The export files in this file directory are overwritten with each delivery of the same partition (that is, billing period).

Export files are delivered as multiple “chunks” (separate gzip/csv or Parquet files) when the export becomes sufficiently big. If the export ever decreases in size during the month (due to a changed query or correction to data), fewer chunks may be needed to deliver the export refresh. In this case, Data Exports overwrites any extra chunks from the last refresh with empty data.

For overwriting, one Manifest.json file is delivered with each export execution. It is stored in the metadata/<partition> directory and is overwritten with each refresh.

Export data file names and chunks

Exports either deliver the results of one execution as one file (gzip/csv or Parquet) or in multiple “chunks” (separate gzip/csv or Parquet files) when the export becomes sufficiently big.

Exports are named as follows for the gzip/csv file format:

<export-name>-<chunk-number>.csv.gz

Exports are named as follows for the Parquet format:

<export-name>-<chunk-number>.snappy.parquet

Chunk numbers always have five digits. Chunk numbers are enumerated starting at 00001.

Summary

Export data file names with directory for create new

Parquet:

s3://<bucket-name>/<prefix>/<export-name>/data/<partition>/<timestamp>-<execution-id>/<export-name>-<chunk-number>.snappy.parquet

gzip/csv:

s3://<bucket-name>/<prefix>/<export-name>/data/<partition>/<timestamp>-<execution-id>/<export-name>-<chunk-number>.csv.gz

Export data file names with directory for overwrite

Parquet:

s3://<bucket-name>/<prefix>/<export-name>/data/<partition>/<export-name>-<chunk-number>.snappy.parquet

gzip/csv:

s3://<bucket-name>/<prefix>/<export-name>/data/<partition>/<export-name>-<chunk-number>.csv.gz

Manifest file names with directory for create new

The “create new” mode delivers Manifest.json to two locations.

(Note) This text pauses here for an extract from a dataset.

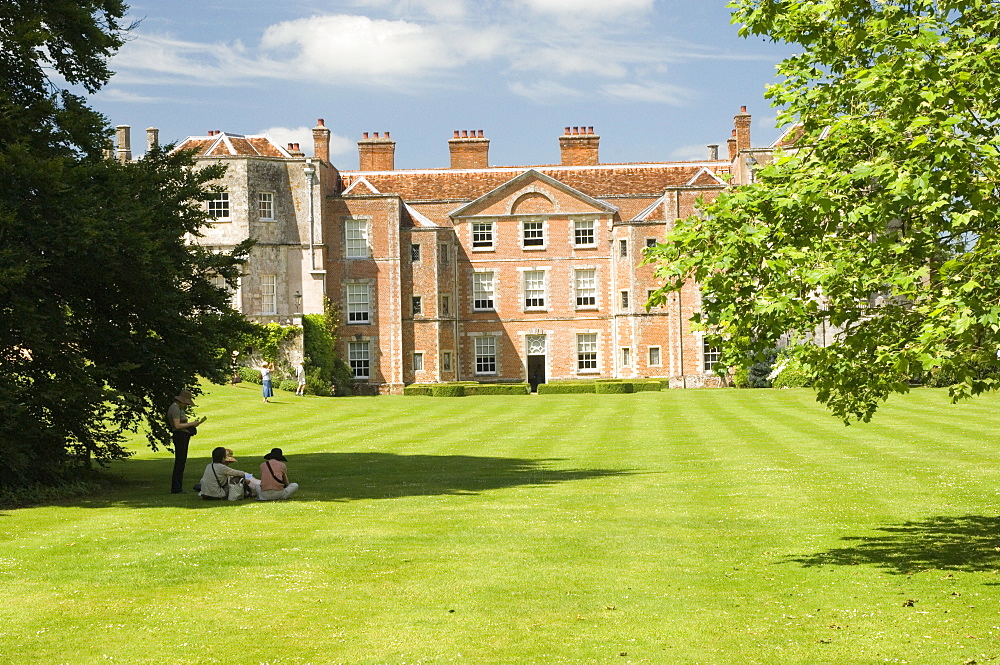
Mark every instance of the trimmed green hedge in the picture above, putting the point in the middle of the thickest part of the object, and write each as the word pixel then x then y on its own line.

The first location is in a folder representing a specific execution of an export (named by timestamp and execution-id). This Manifest corresponds to that specific execution. The file path is as follows:

s3://<bucket-name>/<prefix>/<export-name>/metadata/<partition>/<timestamp>-<execution-id>

The second location is in a partition folder containing all executions. This Manifest is the same file from the most recent execution of the export. You can read this Manifest to identify the exact file paths of all recent export files. The file path is as follows:

s3://<bucket-name>/<prefix>/<export-name>/metadata/<partition>/Manifest.json

Manifest file names with directory for overwrite

The “overwrite” mode delivers Manifest.json to one location.

s3://<bucket-name>/<prefix>/<export-name>/metadata/<partition>

The Manifest in this directory is overwritten with each refresh of a given partition (that is, billing period).